Teame Weldegebriel languishes at the Mai Sirwa Maximum Security Confinement prison where many inmates have become Christians because if his activities, Christians said.
"It seems that hell has broken loose on me. Please tell the brethren to continue praying for me. I am not sure I will see them again," the evangelist was quoted as saying by Compass Direct News, a news service investigating reports of religious persecution.
Weldegebriel’s family said they are concerned about his health after failing to get permission to visit him in the prison, where many detainees reportedly go hungry and are said to be feeding on leaves. Eritrean officials had no comment.
2,000 JAILED
Over 2,000 Christians in Eritrea are imprisoned for their faith, including a Christian from a Full Gospel Church who was arrested in 2001, according to several rights groups. His wife last saw him in June 2007, Christians said. She and her two minor children were reportedly rounded up from a prayer meeting in mid-July and placed in a metal shipping container until their release last month.

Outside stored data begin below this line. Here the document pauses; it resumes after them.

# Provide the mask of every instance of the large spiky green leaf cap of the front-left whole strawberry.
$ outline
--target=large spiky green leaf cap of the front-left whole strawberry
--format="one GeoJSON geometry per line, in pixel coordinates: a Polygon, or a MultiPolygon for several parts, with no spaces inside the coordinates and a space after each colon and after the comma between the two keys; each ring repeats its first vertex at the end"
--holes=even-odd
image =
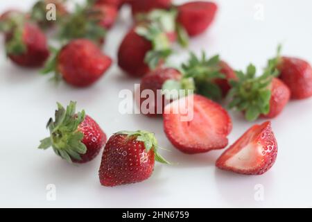
{"type": "Polygon", "coordinates": [[[84,135],[78,126],[84,120],[84,110],[76,114],[76,102],[71,101],[66,110],[58,103],[55,120],[49,119],[46,126],[50,130],[50,137],[42,139],[38,148],[46,150],[52,146],[57,155],[70,163],[72,160],[81,160],[80,154],[85,154],[87,147],[81,142],[84,135]]]}

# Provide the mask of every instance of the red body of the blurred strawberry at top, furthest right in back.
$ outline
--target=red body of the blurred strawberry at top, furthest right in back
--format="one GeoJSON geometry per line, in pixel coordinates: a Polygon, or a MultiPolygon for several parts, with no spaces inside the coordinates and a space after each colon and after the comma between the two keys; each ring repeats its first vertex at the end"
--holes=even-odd
{"type": "Polygon", "coordinates": [[[182,24],[190,36],[195,36],[204,33],[214,21],[218,6],[209,1],[192,1],[177,9],[177,22],[182,24]]]}

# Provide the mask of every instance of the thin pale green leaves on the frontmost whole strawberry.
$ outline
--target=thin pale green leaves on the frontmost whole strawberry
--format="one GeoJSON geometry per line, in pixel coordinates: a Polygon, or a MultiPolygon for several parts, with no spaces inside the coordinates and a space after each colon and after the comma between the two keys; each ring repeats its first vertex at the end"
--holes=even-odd
{"type": "Polygon", "coordinates": [[[153,152],[155,153],[155,160],[157,162],[161,162],[163,164],[170,164],[167,160],[164,159],[164,157],[162,157],[162,155],[158,153],[159,146],[158,146],[158,142],[154,133],[150,133],[144,130],[137,130],[133,132],[132,131],[120,131],[116,134],[127,135],[128,138],[135,137],[137,141],[144,143],[144,146],[147,152],[149,152],[151,149],[153,150],[153,152]]]}

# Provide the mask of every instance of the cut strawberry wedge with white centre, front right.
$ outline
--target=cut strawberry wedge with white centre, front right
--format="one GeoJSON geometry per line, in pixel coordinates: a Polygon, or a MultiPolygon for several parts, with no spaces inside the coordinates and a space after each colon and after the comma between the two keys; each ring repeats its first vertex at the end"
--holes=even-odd
{"type": "Polygon", "coordinates": [[[269,121],[254,125],[216,161],[216,167],[235,173],[261,175],[277,158],[277,141],[269,121]]]}

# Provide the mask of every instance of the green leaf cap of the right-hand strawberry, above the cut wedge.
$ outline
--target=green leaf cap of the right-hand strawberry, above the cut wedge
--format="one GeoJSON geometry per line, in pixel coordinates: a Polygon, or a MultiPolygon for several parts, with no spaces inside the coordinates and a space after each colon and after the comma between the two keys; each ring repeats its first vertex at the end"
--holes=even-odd
{"type": "Polygon", "coordinates": [[[229,108],[236,108],[245,112],[245,119],[254,121],[261,114],[270,112],[272,78],[278,75],[277,69],[270,67],[257,77],[256,67],[249,65],[246,73],[236,71],[239,80],[230,80],[232,89],[229,91],[229,108]]]}

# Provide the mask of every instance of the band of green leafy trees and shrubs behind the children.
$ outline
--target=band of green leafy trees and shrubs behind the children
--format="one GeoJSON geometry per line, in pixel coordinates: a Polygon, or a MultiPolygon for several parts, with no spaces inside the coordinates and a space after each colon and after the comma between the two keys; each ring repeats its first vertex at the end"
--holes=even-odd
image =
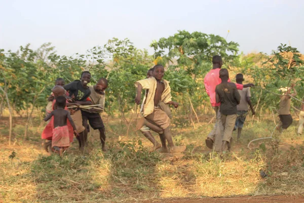
{"type": "MultiPolygon", "coordinates": [[[[91,85],[101,77],[109,81],[106,90],[106,112],[120,113],[128,125],[125,113],[135,110],[134,83],[144,79],[148,69],[154,64],[166,66],[164,79],[170,82],[173,100],[181,105],[178,115],[193,115],[193,109],[201,114],[202,109],[210,107],[203,79],[212,67],[214,55],[221,55],[224,67],[230,73],[243,73],[255,85],[279,93],[281,86],[288,86],[290,80],[301,87],[303,83],[303,61],[296,48],[280,45],[271,56],[263,53],[237,54],[238,43],[227,42],[224,38],[202,32],[178,31],[173,36],[161,38],[151,43],[155,54],[137,49],[128,39],[113,38],[103,46],[95,46],[86,54],[64,56],[56,54],[50,43],[32,50],[29,45],[16,52],[0,50],[0,85],[8,92],[13,109],[22,114],[30,109],[44,109],[46,99],[54,86],[56,78],[62,77],[66,83],[80,78],[81,72],[90,71],[91,85]],[[192,108],[193,106],[193,108],[192,108]]],[[[303,88],[298,88],[303,94],[303,88]]],[[[252,90],[252,101],[259,107],[275,110],[277,95],[252,90]]],[[[295,103],[299,106],[300,103],[295,103]]],[[[182,118],[184,120],[184,118],[182,118]]],[[[188,124],[190,122],[184,122],[188,124]]]]}

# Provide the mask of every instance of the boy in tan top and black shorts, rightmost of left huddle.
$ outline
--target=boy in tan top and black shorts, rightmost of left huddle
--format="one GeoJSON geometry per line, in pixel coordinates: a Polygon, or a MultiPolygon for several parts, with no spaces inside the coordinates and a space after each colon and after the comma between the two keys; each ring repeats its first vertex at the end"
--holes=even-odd
{"type": "Polygon", "coordinates": [[[100,113],[102,113],[104,109],[104,99],[105,99],[104,90],[107,87],[108,87],[108,82],[105,78],[100,78],[96,85],[89,86],[89,89],[91,91],[89,98],[92,101],[92,104],[100,105],[100,106],[96,107],[95,109],[93,108],[90,110],[87,109],[81,110],[83,125],[85,126],[85,128],[87,128],[88,120],[89,120],[91,127],[94,130],[95,129],[99,130],[101,148],[102,151],[104,152],[107,150],[105,146],[105,128],[100,113]]]}

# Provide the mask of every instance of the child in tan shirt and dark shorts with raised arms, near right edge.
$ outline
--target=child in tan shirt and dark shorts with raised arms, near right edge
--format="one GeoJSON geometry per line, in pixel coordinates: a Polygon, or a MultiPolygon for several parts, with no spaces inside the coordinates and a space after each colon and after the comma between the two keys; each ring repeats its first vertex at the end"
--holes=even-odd
{"type": "Polygon", "coordinates": [[[291,84],[290,88],[288,88],[287,91],[285,91],[283,93],[283,96],[281,96],[280,98],[280,107],[278,111],[280,124],[277,126],[277,130],[279,130],[279,132],[281,133],[286,130],[292,123],[292,117],[290,115],[291,96],[296,96],[297,94],[294,86],[295,84],[291,84]],[[293,90],[292,94],[291,89],[293,90]]]}

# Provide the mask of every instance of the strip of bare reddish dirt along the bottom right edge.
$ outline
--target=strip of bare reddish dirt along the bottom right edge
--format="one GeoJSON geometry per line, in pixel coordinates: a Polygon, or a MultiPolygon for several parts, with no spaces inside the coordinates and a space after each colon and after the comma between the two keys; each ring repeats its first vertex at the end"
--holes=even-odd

"I was arrested with my children while having a prayer meeting with 20 other Christians,” said the woman, who requested anonymity for security reasons, in a statement. “They locked us up at a military concentration camp, inside metal ship containers. I remember the horrible ordeal I went through with the children. After three weeks I was released with my two children, while the other Christian soldiers remained locked in the prison cells."
In another incident in the seaport city of Massawa, police detained a man and a woman, both Christians, who were talking to Muslims about Christ. The members of the Kale Hiwot Church, were discussing their Christian faith when four plainclothes policemen arrested them in June, Compass Direct News said, citing local sources.
MORE DETAINEES
They were reportedly taken to join more than 100 Christians imprisoned in Waire prison about 25 kilometers [16 miles] from Massawa. A previously imprisoned evangelist with the Full Gospel Church in Asmara who requested anonymity was quoted as saying that God “is at work” in Eritrea, with many people converting to Christ and receiving “divine” healing.
"For sure Christians are getting imprisoned, but God’s word cannot be imprisoned…I am ready for any eventuality, including being imprisoned again. On several occasions, prison wardens warned me to stop preaching, though they still loved me. Indeed Jesus loved me. They saw God in me," the evangelist reportedly said.
The Eritrean government views leaders of the unregistered denominations such as the Full Gospel Church and Rhema Church as threats to its power base, Christians said. However the government has in the past said that reports of mass arrests are "distorted and exaggerated" and that "people have never been prevented from their right to worship freely."
Yet, the US State Department said in its 2008 International Religious Freedom Report that Eritrea has not implemented its 1997 constitution, which provides for religious freedom. It also designated Eritrea as a Country of Particular Concern (CPC) since 2004. The CPC list contains states who are seen as the "worst violators of religious freedom."